2. Europe: Samsung has several offices in Europe, including London, Berlin and Paris. These offices focus on research and development, as well as marketing and sales.
3. Asia: Samsung is headquartered in Seoul, South Korea, and has a strong presence throughout Asia. It has research and development centers in Japan, China and India, and also has factories in several Asian countries.
4. Africa and Middle East: Samsung has offices in several countries in Africa and the Middle East, including South Africa, Nigeria, Kenya, Egypt and the United Arab Emirates. These offices focus on the sale and marketing of Samsung products.
5. Latin America: Samsung has offices in several Latin American countries, including Brazil, Mexico, Argentina and Chile. These offices focus on the sale and marketing of Samsung products.
In short, Samsung has a significant global presence, with offices on every continent and in many countries around the world. This global presence allows Samsung to reach a wide range of markets and customers.
Corporate culture and social responsibility
Samsung’s corporate culture is based on a set of principles and values that guide its global operations.
Samsung has a corporate culture and commitment to social responsibility that is reflected in several areas of its business.
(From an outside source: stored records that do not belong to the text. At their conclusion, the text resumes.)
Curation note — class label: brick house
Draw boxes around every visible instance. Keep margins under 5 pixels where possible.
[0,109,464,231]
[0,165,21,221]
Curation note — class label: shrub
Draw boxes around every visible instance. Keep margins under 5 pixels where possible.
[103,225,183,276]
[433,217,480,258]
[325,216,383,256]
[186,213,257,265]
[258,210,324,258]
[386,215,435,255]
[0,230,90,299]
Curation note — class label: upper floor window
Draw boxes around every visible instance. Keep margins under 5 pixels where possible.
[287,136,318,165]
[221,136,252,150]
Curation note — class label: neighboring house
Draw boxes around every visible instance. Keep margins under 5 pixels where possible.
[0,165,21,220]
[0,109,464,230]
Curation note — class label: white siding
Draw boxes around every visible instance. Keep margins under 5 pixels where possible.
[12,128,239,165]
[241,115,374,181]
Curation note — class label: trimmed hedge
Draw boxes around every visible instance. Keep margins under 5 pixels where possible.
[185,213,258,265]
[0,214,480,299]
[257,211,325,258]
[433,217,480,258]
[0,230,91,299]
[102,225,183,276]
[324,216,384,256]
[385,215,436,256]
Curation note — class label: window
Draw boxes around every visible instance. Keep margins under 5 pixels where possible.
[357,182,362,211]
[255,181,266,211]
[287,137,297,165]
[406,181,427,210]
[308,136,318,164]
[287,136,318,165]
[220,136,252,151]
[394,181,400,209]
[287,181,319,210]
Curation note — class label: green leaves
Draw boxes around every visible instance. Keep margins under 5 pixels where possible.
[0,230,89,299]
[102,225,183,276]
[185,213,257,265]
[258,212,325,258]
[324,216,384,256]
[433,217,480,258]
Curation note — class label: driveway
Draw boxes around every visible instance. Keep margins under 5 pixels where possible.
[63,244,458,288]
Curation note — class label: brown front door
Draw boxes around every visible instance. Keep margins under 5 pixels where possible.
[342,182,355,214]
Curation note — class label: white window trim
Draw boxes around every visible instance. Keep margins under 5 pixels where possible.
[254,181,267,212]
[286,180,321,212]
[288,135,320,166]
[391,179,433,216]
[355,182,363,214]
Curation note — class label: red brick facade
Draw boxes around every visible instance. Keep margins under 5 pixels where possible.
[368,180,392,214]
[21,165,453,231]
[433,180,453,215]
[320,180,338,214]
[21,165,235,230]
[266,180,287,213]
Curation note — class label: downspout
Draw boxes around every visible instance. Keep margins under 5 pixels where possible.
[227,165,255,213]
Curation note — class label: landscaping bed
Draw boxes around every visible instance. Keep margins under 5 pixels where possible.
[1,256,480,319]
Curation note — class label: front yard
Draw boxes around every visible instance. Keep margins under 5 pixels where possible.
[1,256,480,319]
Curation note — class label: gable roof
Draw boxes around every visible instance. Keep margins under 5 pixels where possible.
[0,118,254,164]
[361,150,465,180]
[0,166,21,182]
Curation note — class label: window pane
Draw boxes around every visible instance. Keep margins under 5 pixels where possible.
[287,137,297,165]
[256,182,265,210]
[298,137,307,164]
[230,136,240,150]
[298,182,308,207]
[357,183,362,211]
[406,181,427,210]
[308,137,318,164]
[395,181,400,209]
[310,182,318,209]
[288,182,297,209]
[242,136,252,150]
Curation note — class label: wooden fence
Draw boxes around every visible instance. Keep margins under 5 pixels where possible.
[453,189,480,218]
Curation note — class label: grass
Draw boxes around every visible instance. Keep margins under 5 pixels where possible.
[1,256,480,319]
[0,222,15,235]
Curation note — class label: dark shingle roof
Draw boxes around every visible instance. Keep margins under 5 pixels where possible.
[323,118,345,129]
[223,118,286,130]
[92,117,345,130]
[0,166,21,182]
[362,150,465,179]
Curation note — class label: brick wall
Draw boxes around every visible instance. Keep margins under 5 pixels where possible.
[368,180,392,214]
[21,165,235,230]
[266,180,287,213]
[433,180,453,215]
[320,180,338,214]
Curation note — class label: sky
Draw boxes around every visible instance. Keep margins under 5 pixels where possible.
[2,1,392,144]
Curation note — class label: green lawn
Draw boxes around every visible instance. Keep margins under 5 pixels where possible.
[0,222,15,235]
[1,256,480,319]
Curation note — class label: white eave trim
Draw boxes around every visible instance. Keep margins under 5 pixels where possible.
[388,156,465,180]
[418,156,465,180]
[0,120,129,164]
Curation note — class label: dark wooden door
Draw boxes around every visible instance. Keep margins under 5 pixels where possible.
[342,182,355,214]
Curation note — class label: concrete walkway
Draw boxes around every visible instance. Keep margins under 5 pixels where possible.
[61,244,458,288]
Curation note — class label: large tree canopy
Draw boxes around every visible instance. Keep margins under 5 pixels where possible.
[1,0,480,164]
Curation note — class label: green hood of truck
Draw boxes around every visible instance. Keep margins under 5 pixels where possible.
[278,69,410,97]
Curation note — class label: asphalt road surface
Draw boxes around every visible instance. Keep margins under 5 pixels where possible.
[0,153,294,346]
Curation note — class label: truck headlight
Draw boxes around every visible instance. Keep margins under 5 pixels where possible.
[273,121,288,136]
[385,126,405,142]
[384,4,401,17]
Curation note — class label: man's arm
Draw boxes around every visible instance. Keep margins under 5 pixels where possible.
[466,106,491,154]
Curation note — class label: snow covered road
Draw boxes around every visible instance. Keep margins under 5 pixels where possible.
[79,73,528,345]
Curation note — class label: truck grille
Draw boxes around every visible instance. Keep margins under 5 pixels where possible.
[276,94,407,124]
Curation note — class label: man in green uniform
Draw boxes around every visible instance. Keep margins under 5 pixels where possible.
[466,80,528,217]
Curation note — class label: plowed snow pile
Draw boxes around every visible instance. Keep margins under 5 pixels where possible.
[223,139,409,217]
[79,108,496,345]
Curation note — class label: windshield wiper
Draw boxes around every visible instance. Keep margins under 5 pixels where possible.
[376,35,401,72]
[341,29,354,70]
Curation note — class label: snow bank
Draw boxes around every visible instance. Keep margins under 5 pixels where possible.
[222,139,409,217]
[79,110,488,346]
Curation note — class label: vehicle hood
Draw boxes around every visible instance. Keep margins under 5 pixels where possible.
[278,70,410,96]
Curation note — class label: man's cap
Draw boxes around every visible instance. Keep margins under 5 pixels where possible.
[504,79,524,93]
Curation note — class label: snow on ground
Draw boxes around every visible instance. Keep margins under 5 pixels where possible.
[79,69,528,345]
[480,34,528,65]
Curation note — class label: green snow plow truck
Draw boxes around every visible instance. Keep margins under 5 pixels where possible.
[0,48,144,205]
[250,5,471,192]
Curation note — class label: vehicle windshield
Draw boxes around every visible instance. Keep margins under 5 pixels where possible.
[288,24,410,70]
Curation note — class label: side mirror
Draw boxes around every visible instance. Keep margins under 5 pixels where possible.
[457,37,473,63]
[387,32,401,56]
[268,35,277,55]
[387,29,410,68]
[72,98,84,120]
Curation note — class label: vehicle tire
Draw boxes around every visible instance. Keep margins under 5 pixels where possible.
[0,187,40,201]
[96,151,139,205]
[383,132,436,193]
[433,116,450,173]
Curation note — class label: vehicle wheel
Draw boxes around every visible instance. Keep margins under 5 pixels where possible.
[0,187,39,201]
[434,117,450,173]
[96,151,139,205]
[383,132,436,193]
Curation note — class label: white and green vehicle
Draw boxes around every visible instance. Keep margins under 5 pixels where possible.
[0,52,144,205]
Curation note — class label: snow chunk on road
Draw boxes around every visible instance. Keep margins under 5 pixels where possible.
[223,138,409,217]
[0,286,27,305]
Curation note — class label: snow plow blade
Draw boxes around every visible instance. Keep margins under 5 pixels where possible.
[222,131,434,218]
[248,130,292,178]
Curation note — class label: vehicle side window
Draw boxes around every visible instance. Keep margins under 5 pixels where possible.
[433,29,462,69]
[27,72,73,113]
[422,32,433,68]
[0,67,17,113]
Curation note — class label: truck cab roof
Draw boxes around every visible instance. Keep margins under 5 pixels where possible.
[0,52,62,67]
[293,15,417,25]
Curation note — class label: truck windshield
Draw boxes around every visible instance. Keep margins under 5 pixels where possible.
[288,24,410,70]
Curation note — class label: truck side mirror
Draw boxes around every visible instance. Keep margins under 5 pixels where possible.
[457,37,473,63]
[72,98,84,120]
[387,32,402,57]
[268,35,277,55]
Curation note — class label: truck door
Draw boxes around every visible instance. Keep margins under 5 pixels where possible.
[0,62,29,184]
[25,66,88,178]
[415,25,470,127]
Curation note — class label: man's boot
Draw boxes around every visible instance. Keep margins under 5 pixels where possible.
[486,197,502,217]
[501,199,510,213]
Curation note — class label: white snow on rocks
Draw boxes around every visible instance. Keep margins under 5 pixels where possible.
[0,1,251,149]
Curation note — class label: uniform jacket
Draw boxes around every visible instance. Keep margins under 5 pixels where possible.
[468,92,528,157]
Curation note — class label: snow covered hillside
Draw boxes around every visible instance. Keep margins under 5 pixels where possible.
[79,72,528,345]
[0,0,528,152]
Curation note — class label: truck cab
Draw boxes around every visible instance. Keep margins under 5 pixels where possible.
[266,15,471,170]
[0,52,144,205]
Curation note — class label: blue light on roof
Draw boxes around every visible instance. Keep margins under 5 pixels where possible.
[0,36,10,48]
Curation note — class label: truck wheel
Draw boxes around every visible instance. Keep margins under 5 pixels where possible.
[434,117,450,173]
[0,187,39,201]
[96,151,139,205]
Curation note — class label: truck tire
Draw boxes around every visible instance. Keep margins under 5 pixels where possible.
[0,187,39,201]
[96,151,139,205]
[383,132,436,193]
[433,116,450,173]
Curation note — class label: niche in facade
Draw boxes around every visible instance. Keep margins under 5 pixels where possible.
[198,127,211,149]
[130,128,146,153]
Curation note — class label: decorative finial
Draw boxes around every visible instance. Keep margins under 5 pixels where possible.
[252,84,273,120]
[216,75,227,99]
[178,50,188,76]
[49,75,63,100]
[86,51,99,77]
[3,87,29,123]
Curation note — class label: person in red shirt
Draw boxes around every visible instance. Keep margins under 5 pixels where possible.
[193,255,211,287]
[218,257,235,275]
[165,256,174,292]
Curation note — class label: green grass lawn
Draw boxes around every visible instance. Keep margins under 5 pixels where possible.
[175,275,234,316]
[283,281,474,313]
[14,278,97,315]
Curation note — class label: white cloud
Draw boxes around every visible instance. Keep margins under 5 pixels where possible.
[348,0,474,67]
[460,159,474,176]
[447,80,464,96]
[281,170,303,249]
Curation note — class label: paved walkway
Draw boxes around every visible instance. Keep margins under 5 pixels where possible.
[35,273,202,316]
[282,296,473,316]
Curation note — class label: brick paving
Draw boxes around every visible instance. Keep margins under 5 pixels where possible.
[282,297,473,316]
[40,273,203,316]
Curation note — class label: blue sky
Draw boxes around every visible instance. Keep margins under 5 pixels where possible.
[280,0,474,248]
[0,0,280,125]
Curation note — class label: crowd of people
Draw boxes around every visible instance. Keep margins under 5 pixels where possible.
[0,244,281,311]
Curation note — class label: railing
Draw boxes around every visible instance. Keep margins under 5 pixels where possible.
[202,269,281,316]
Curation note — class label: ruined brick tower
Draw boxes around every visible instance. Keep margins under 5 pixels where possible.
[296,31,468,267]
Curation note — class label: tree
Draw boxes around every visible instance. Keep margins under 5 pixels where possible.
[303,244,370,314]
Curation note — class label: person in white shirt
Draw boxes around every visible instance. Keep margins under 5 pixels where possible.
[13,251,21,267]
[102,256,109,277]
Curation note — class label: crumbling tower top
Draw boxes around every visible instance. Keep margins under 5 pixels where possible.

Here are some highlights:
1. Vision: Samsung’s vision is to “Inspire the world, create the future”. This vision is based on a commitment to lead in the “New Digital Age” through innovation in technology, products and solutions.
2. Values: Samsung’s core values include “People,” which refers to the belief in the talent and diversity of its employees, and “Excellence,” which refers to its commitment to excellence in everything they do.
3. Business Ethics: Samsung is committed to maintaining an ethical and fair work environment. They have established a Code of Conduct that all employees must follow.
1. Sustainability: Samsung is committed to contributing to society by creating a better future through innovation in technology and products. They are working to reduce their environmental impact and promote sustainability in all areas of their business.
2. Education and Training: Samsung invests in the education and training of its employees and the community at large. They have several scholarship and training programs to help develop the talent and skills needed for the future.
3. Community Contribution: Samsung is committed to giving back to the communities in which it operates. They have established several corporate social responsibility initiatives to help improve local communities.